The session is the immediate context window the event belongs to — a conversation, a thread, a job run.

  • Start a new session_id when the context logically resets (new chat, new task).
  • Keep the same session_id for every event that belongs to one conversational flow, including assistant replies and tool results.

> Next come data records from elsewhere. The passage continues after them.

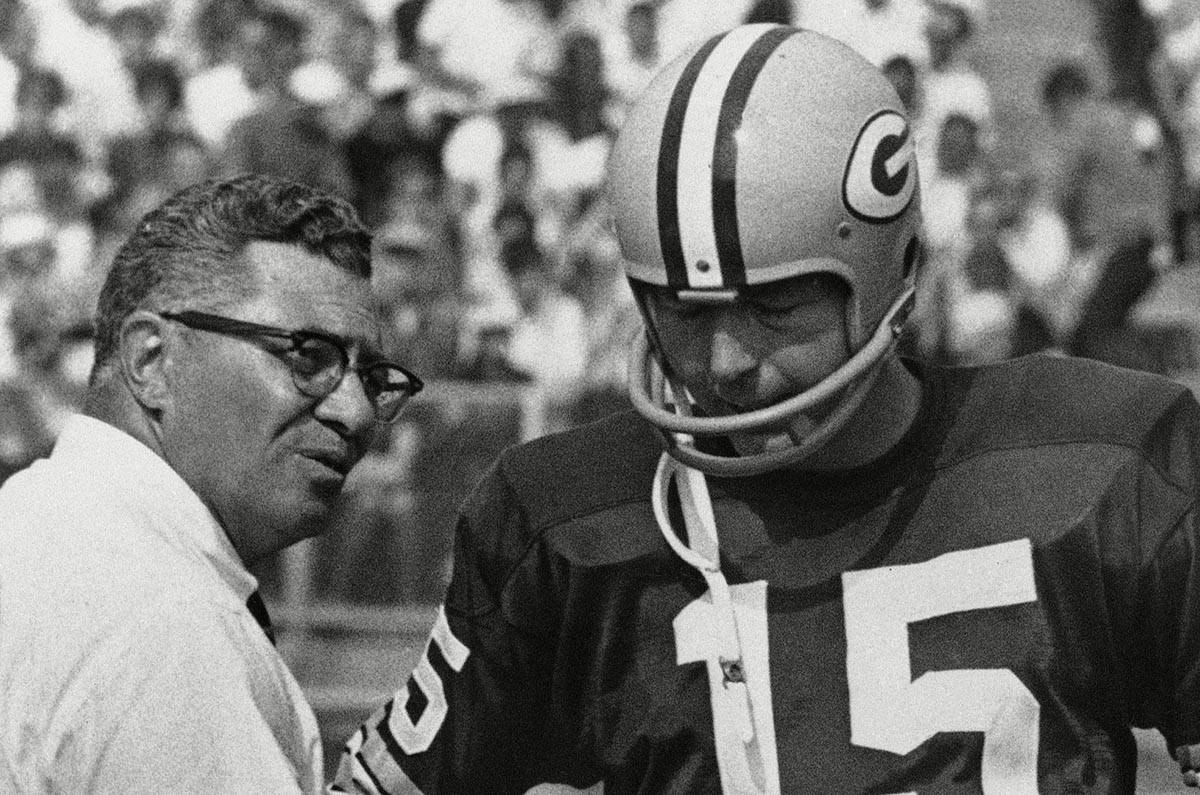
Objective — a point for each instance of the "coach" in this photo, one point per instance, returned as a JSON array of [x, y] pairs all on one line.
[[238, 377]]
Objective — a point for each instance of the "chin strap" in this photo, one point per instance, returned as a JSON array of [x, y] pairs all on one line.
[[702, 553], [849, 386]]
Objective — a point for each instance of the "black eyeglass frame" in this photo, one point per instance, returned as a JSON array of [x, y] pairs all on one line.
[[246, 329]]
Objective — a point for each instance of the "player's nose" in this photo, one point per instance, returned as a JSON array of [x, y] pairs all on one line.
[[730, 360]]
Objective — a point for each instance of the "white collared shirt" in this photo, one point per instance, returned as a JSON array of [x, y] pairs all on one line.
[[129, 662]]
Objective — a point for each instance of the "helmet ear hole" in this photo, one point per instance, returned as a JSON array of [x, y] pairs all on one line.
[[912, 256]]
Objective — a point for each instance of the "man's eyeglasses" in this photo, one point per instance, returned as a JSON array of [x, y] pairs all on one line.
[[318, 362]]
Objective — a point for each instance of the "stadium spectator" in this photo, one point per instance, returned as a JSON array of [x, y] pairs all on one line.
[[18, 39], [1020, 250], [876, 29], [39, 131], [291, 133], [1113, 196], [951, 84], [633, 54], [135, 31], [951, 323], [72, 40], [904, 77], [461, 53], [163, 157], [220, 93], [549, 339], [203, 447]]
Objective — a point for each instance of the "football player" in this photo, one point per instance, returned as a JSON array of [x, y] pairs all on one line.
[[807, 563]]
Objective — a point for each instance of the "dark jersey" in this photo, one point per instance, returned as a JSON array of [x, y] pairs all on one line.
[[989, 607]]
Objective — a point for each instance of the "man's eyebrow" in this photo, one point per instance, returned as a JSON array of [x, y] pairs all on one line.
[[369, 350]]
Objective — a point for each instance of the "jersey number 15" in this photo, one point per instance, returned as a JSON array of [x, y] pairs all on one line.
[[888, 709]]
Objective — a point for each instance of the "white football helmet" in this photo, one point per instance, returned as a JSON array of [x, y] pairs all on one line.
[[762, 154]]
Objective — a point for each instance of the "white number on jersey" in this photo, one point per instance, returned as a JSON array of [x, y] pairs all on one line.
[[888, 709], [417, 737]]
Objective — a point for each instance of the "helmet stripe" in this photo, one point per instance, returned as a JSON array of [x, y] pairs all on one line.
[[696, 144], [669, 167], [725, 155]]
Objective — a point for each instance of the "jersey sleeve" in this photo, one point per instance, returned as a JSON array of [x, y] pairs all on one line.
[[479, 709], [1164, 655]]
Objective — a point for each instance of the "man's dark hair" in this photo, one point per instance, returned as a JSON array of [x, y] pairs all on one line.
[[159, 73], [1065, 82], [186, 252], [45, 81], [283, 27]]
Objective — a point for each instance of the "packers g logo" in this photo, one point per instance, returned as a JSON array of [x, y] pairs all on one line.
[[881, 174]]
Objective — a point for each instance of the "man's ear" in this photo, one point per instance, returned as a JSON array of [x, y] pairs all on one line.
[[144, 357]]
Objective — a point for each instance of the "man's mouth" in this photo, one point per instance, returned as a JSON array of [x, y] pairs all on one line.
[[337, 461]]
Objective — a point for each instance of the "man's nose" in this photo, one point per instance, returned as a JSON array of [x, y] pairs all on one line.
[[348, 406], [730, 359]]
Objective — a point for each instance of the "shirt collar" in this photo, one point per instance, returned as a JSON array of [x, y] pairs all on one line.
[[148, 482]]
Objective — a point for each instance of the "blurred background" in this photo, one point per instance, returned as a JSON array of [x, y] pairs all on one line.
[[1059, 144]]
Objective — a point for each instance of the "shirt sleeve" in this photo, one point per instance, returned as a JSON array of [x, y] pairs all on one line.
[[480, 706], [185, 707]]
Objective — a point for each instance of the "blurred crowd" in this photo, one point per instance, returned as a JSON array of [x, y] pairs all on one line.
[[472, 136]]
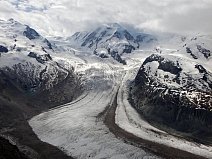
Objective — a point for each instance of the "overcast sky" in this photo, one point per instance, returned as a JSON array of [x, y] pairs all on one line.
[[64, 17]]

Sessions aren't used to filter search() today, but Memsy uses them during extraction to understand what's in scope.

A complete example

from memsy import MemsyClient, EventPayload

client = MemsyClient(base_url="...", api_key="***")

client.ingest([
    EventPayload(
        actor_id="user_42", session_id="sess_abc",
        kind="user_message",
        content="My dog's name is Rex.",
    ),
    EventPayload(
        actor_id="user_42", session_id="sess_abc",
        kind="assistant_message",
        content="Nice — Rex is a great name.",
    ),
])

# Later, a different conversation
client.ingest([
    EventPayload(
        actor_id="user_42", session_id="sess_xyz",
        kind="user_message",
        content="Book a vet visit for tomorrow.",
    ),
])

# Both sessions contribute memories to user_42
results = client.search("pets", actor_id="user_42")

Shared actor IDs vs. isolation

Memories are always isolated per organization (each API key belongs to one org). Within an org, memories are keyed by actor_id. If two users share an actor_id, they share memories — so don't reuse IDs across people.